Economic boycotts are becoming part of the Bahrain revolutionary scene. This is how they started:
Some regime partisans in Bahrain pushed many Sunnis to start the boycott frenzy by advertizing a boycott of some prominent Shi’a businesses that supported the protests (e.g. Jawad Enterprises). Naturally Sunnis have much more buying power per person, but their numbers are small. They may get others to join, like Pakistanis, Saudis, Syrians, Jordanians (basically some of the imported mercenaries). Some of the targeted businesses were also trashed. Yet that was a big mistake as my next paragraph explains.

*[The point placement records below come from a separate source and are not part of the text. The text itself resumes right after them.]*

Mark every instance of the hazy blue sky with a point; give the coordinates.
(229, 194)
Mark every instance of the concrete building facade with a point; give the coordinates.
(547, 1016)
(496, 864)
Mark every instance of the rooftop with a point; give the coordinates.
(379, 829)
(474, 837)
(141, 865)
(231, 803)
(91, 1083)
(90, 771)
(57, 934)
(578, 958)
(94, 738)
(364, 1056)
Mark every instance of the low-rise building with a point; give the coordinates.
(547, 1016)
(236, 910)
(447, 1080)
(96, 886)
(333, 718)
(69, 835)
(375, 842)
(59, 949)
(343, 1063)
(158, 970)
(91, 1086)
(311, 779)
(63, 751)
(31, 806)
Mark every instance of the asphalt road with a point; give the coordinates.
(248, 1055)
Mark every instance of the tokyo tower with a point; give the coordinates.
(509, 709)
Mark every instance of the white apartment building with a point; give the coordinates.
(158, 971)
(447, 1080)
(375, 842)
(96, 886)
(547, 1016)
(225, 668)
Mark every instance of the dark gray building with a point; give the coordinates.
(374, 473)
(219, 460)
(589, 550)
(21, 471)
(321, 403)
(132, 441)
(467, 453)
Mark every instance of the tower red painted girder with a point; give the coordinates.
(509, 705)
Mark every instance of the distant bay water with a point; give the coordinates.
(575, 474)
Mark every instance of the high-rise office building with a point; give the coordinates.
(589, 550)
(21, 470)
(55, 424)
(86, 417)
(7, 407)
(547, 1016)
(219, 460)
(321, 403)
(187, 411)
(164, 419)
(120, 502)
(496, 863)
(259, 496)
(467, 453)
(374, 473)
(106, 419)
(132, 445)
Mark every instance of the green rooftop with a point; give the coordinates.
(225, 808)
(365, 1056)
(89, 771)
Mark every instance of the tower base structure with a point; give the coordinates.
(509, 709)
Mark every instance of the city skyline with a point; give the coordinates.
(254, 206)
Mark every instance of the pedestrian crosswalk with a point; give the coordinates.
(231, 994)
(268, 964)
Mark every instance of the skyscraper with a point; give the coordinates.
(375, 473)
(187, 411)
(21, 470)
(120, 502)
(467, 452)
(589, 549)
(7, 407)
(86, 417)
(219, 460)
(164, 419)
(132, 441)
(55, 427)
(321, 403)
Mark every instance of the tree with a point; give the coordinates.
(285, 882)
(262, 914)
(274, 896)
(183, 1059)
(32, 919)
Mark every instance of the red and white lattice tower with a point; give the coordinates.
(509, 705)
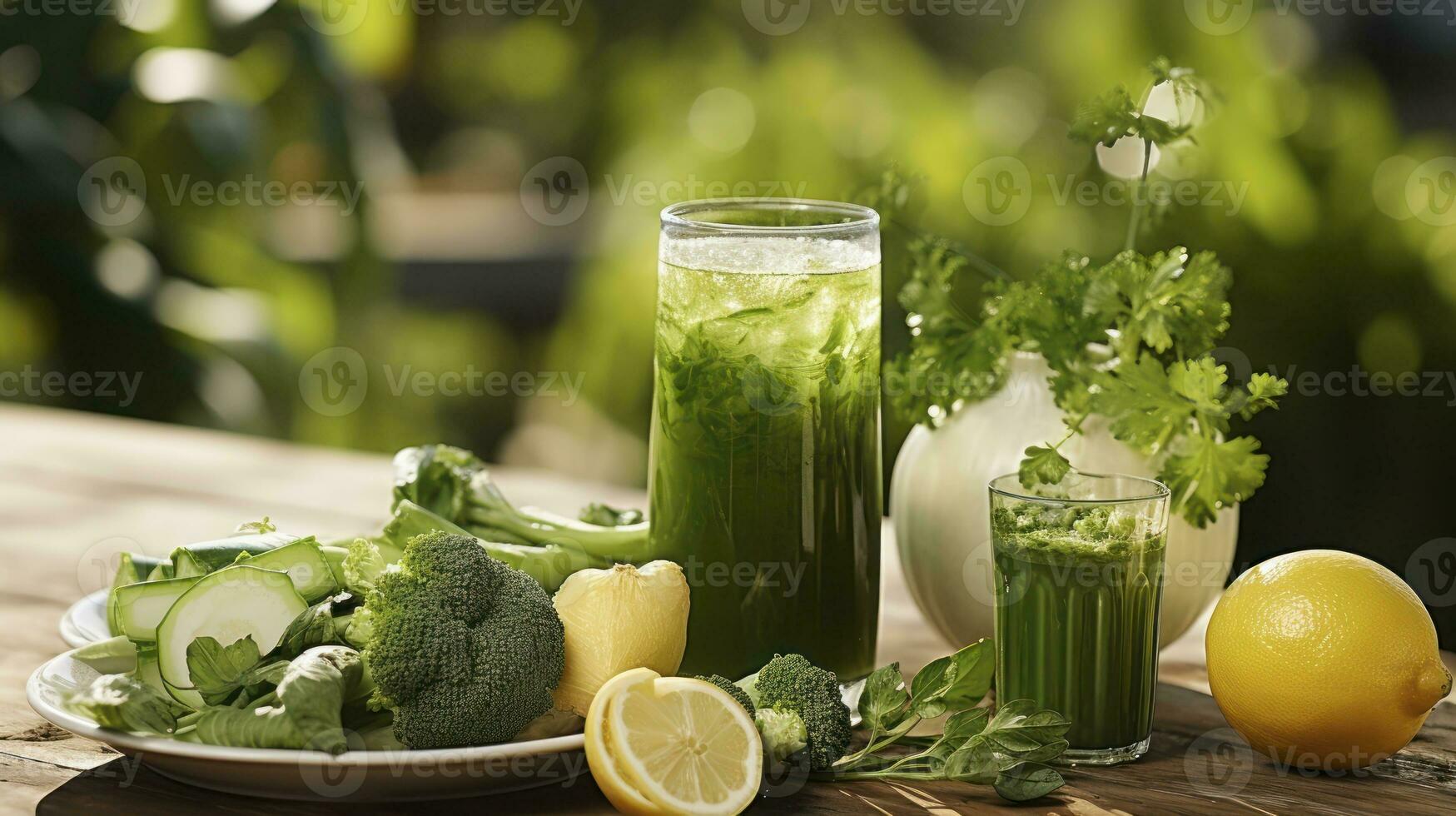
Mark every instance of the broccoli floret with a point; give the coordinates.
(791, 684)
(464, 649)
(783, 732)
(734, 691)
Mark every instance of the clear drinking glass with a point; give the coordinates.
(765, 443)
(1079, 583)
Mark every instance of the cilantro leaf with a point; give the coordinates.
(1212, 474)
(1043, 465)
(1265, 392)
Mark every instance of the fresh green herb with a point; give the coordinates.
(264, 526)
(305, 711)
(1129, 341)
(801, 716)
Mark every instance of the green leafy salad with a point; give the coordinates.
(439, 631)
(1129, 340)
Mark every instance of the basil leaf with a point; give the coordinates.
(217, 670)
(1026, 780)
(884, 697)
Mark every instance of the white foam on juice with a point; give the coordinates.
(769, 256)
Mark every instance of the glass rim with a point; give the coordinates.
(853, 217)
(1156, 490)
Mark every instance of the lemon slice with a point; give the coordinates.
(684, 745)
(599, 752)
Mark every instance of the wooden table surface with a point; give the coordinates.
(77, 489)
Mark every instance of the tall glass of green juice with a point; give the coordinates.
(765, 442)
(1079, 583)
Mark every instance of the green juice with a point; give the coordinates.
(1076, 621)
(765, 448)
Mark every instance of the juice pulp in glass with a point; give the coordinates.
(1078, 596)
(765, 448)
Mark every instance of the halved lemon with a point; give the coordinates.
(683, 745)
(599, 752)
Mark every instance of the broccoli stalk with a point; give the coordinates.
(800, 709)
(734, 691)
(549, 565)
(456, 484)
(464, 649)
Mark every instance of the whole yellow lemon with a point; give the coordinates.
(1324, 659)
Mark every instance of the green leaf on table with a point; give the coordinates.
(884, 697)
(1043, 464)
(956, 682)
(973, 763)
(1020, 728)
(1026, 780)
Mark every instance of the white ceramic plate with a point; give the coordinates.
(355, 775)
(87, 621)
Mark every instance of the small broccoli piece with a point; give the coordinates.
(464, 649)
(791, 684)
(734, 689)
(456, 485)
(783, 734)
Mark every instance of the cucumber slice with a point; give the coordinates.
(147, 668)
(194, 560)
(227, 605)
(139, 608)
(132, 570)
(305, 565)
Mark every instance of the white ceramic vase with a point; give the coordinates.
(939, 506)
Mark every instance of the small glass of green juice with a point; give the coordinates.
(1079, 585)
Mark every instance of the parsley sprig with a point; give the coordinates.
(1129, 341)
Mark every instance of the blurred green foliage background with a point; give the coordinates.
(441, 118)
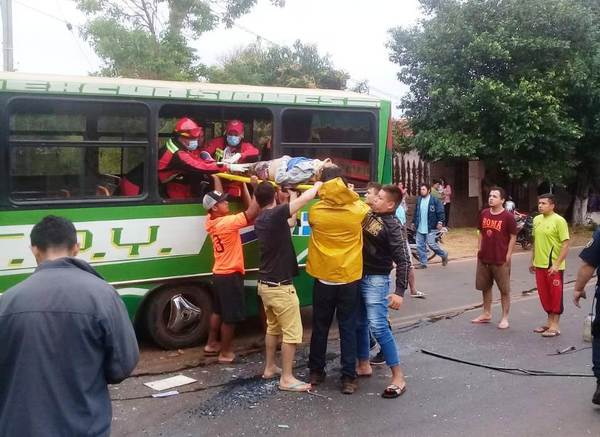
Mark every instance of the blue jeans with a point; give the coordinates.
(341, 300)
(373, 315)
(596, 337)
(424, 240)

Shi’as, taking a page form their Sunni neighbors, started thinking of boycotts. They have suddenly realized the true power they have: just like American blacks in Alabama did in the 1950s, and others did in India so long ago. They are now advertizing to boycott businesses that support the repression (usually Sunni or some foreign businesses). Many of these businesses went along with the regime and fired many of their Shi’a employees (there are reports that they are hiring in the Indian Subcontinent to replace the fired natives). The firings have added the effect of reduced purchasing power to the anger the Shi’as already felt toward them. Shi’as are a big majority in Bahrain: al-Wefaq, the main Shi’a opposition group won about 64% of the popular vote in the last election. That is not counting other parties and those who boycotted (like al-Haq). They can really harm some major businesses if they boycott them. It looks like they will. Many businesses and shopping malls are owned by al-Khalifa clan members, partnerships, and their retainers and henchmen.
Bahrain businesses, through the chamber of commerce, have now frozen relations with businesses organizations in, and now talk of boycotting: Iran, Iraq, and Lebanon (all three states have a majority or plurality of Shi’as, like Bahrain). Typical of the al-Khalifa clan to try to extend their own domestic policy of sectarian Apartheid and ethnic cleansing to the region in order to get out of the mess they created. They want everyone to join in their sectarian game, but that will not solve the serious problem many Bahraini businesses will now face because most of the people will boycott them.
The business outlook in Bahrain looks bleak, much bleaker than the al-Khalifa clan had anticipated.